Declaring a Scalar UDF

The system privileges required to declare an in-process external UDF vary depending on the owner of the UDF. There is also a server startup option that allows an administrator to enable or disable this style of user-defined function.

To declare an in-process external UDF owned by themselves, a user requires both the CREATE PROCEDURE and CREATE EXTERNAL REFERENCE system privileges. To declare an in-process external UDF which is owned by another user requires either the CREATE ANY PROCEDURE or CREATE ANY OBJECT system privilege, as well as the CREATE EXTERNAL REFERENCE system privilege.

After the UDF code has been written and compiled, create a SQL function that invokes the UDF from the appropriate library file, sending the input data to the UDF.

By default, all user-defined functions use the access permissions of the owner of the UDF.

Note: To declare a UDF function owned by themselves, a user must have the CREATE PROCEDURE system privilege. To declare a UDF function owned by others requires either the CREATE ANY PROCEDURE or CREATE ANY OBJECT system privilege . If the UDF function contains an external reference, the CREATE EXTERNAL REFERENCE system privilege is also required, regardless of who declares the UDF function.

The syntax for creating a scalar UDF is:

scalar-udf-declaration:
CREATE FUNCTION [ owner.]function-name
	 ( [ parameter , ... ] )
RETURNS data-type
	 [ routine-characteristics ... ]
EXTERNAL NAME library-and-entry-point-name-string

parameter:
	param-name data-type [ DEFAULT value ]

routine-characteristics:
	 [NOT] DETERMINISTIC
  | { IGNORE | RESPECT } NULL VALUES
	 | SQL SECURITY { INVOKER | DEFINER }

The defaults for the characteristics in the above syntax are:

DETERMINISTIC
RESPECT NULL VALUES
SQL SECURITY DEFINER

To minimize potential security concerns, use a fully qualified path name to a secure directory for the library name portion of the EXTERNAL NAME clause.

SQL Security

Defines whether the function is executed as the INVOKER, (the user who is calling the function), or as the DEFINER (the user who owns the function). The default is DEFINER.

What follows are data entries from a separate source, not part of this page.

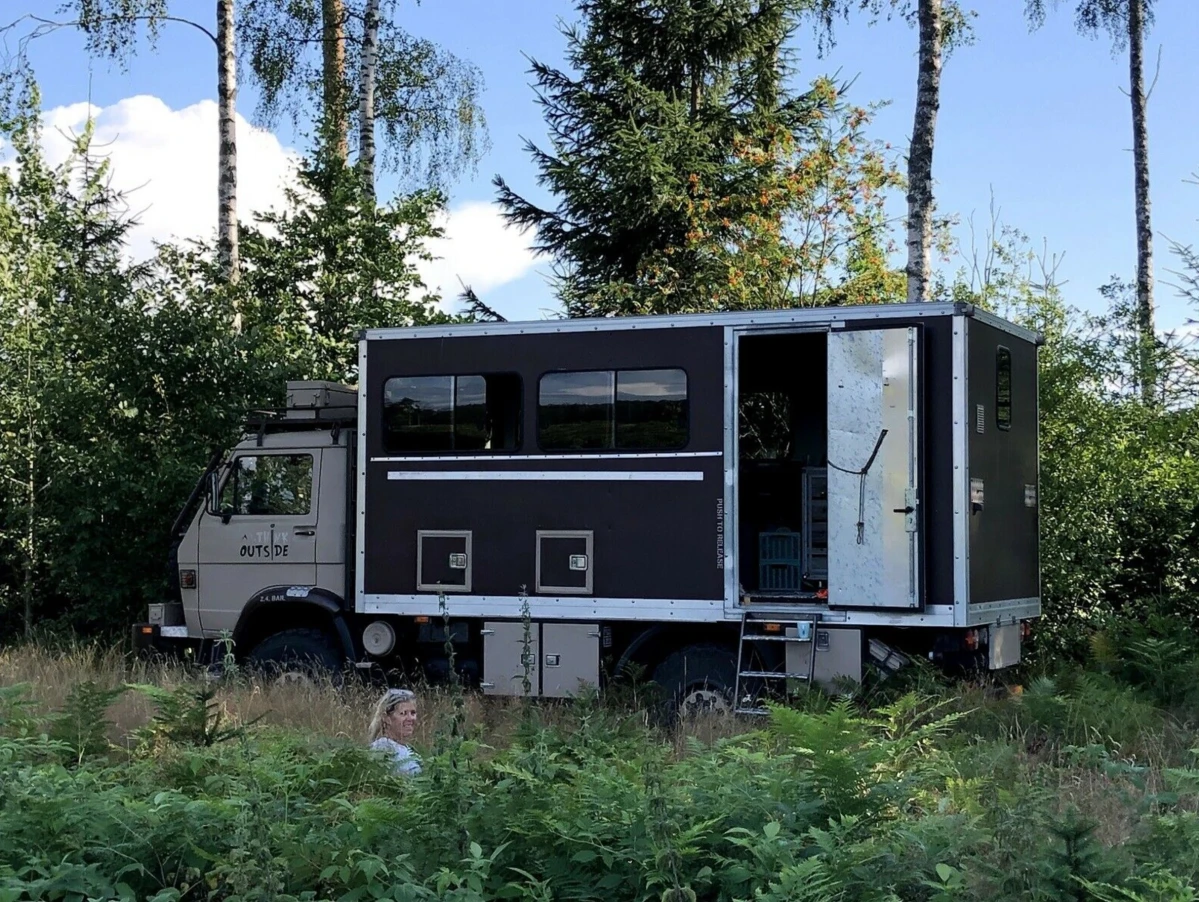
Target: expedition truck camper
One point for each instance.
(736, 503)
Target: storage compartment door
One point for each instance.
(570, 659)
(873, 427)
(504, 659)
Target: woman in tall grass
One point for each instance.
(392, 727)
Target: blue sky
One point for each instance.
(1038, 120)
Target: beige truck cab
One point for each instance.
(265, 540)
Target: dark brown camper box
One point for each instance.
(739, 503)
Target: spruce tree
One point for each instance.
(687, 174)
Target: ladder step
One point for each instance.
(754, 637)
(773, 674)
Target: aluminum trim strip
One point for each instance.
(811, 316)
(546, 475)
(960, 475)
(360, 500)
(564, 456)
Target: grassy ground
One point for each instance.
(1080, 788)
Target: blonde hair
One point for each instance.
(391, 699)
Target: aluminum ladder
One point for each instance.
(759, 629)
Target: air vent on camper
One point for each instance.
(565, 561)
(444, 560)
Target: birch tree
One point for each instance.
(941, 24)
(112, 28)
(1126, 22)
(366, 96)
(425, 100)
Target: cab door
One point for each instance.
(265, 533)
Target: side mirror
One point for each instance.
(214, 498)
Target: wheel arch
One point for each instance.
(284, 607)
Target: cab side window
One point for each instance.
(269, 485)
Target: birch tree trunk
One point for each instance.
(920, 156)
(332, 17)
(227, 163)
(1145, 319)
(366, 96)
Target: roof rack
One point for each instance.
(309, 404)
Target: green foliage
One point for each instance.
(427, 100)
(898, 803)
(187, 715)
(82, 725)
(688, 176)
(331, 264)
(119, 379)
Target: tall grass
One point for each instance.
(1079, 788)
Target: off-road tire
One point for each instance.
(698, 679)
(307, 651)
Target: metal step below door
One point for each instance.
(761, 629)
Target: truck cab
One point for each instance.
(264, 541)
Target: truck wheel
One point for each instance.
(296, 655)
(698, 680)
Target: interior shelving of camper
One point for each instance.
(782, 458)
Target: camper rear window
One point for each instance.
(613, 409)
(451, 413)
(1004, 389)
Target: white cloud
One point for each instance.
(166, 162)
(479, 250)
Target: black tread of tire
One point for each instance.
(287, 645)
(676, 672)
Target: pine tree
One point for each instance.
(687, 175)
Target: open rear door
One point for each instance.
(873, 511)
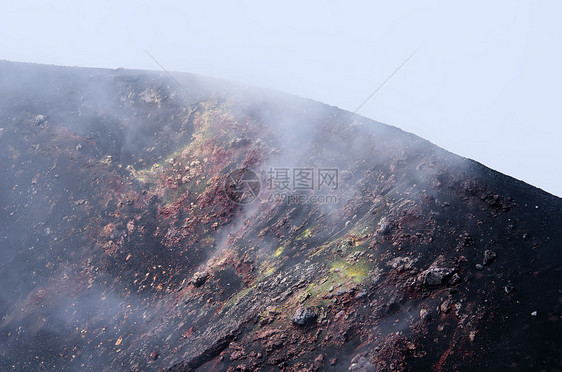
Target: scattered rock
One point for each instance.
(445, 306)
(40, 119)
(199, 278)
(425, 314)
(304, 316)
(436, 275)
(489, 257)
(361, 364)
(455, 279)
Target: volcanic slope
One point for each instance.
(367, 248)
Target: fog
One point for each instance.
(483, 84)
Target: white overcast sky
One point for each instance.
(485, 82)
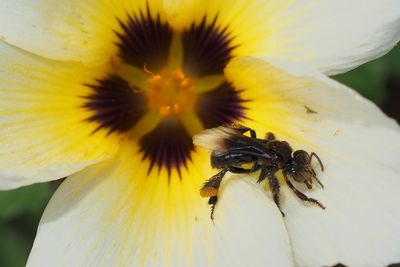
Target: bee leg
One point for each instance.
(254, 168)
(211, 186)
(242, 129)
(212, 201)
(273, 186)
(270, 137)
(300, 195)
(210, 189)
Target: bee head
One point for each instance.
(282, 150)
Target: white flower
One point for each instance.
(109, 93)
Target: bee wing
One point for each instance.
(214, 139)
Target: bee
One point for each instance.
(231, 149)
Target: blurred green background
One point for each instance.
(20, 209)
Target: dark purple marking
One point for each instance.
(145, 41)
(169, 145)
(115, 105)
(206, 48)
(220, 106)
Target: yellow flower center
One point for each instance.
(170, 92)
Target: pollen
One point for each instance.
(170, 92)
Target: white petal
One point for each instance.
(43, 133)
(115, 214)
(336, 36)
(67, 30)
(359, 147)
(331, 36)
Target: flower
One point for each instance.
(110, 93)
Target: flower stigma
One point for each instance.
(166, 86)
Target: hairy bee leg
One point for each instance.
(254, 168)
(270, 137)
(210, 189)
(211, 186)
(300, 195)
(273, 186)
(212, 201)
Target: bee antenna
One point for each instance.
(212, 212)
(319, 160)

SQL SECURITY INVOKERuses additional memory, because each user that calls the procedure requires annotation. Additionally, name resolution is performed on both the user name and the INVOKER. Qualify all object names (tables, procedures, and so on) with their appropriate owner.

External Name

A function using the EXTERNAL NAME clause is a wrapper around a call to a function in an external library. A function using EXTERNAL NAME can have no other clauses following the RETURNS clause. The library name may include the file extension, which is typically .dll on Windows and .so on UNIX. In the absence of the extension, the software appends the platform-specific default file extension for libraries.

You can start the server with a library load path that includes the location of the UDF library. On UNIX variants, modify the LD_LIBRARY_PATH in the start_iq startup script. While LD_LIBRARY_PATH is universal to all UNIX variants, SHLIB_PATH is preferred on HP, and LIB_PATH is preferred on AIX.

On UNIX platforms, the external name specification can contain a fully qualified name, in which case the LD_LIBRARY_PATH is not used. On the Windows platform, a fully qualified name cannot be used and the library search path is defined by the PATH environment variable.

Note: Scalar user-defined functions and user-defined aggregate functions are not supported in updatable cursors.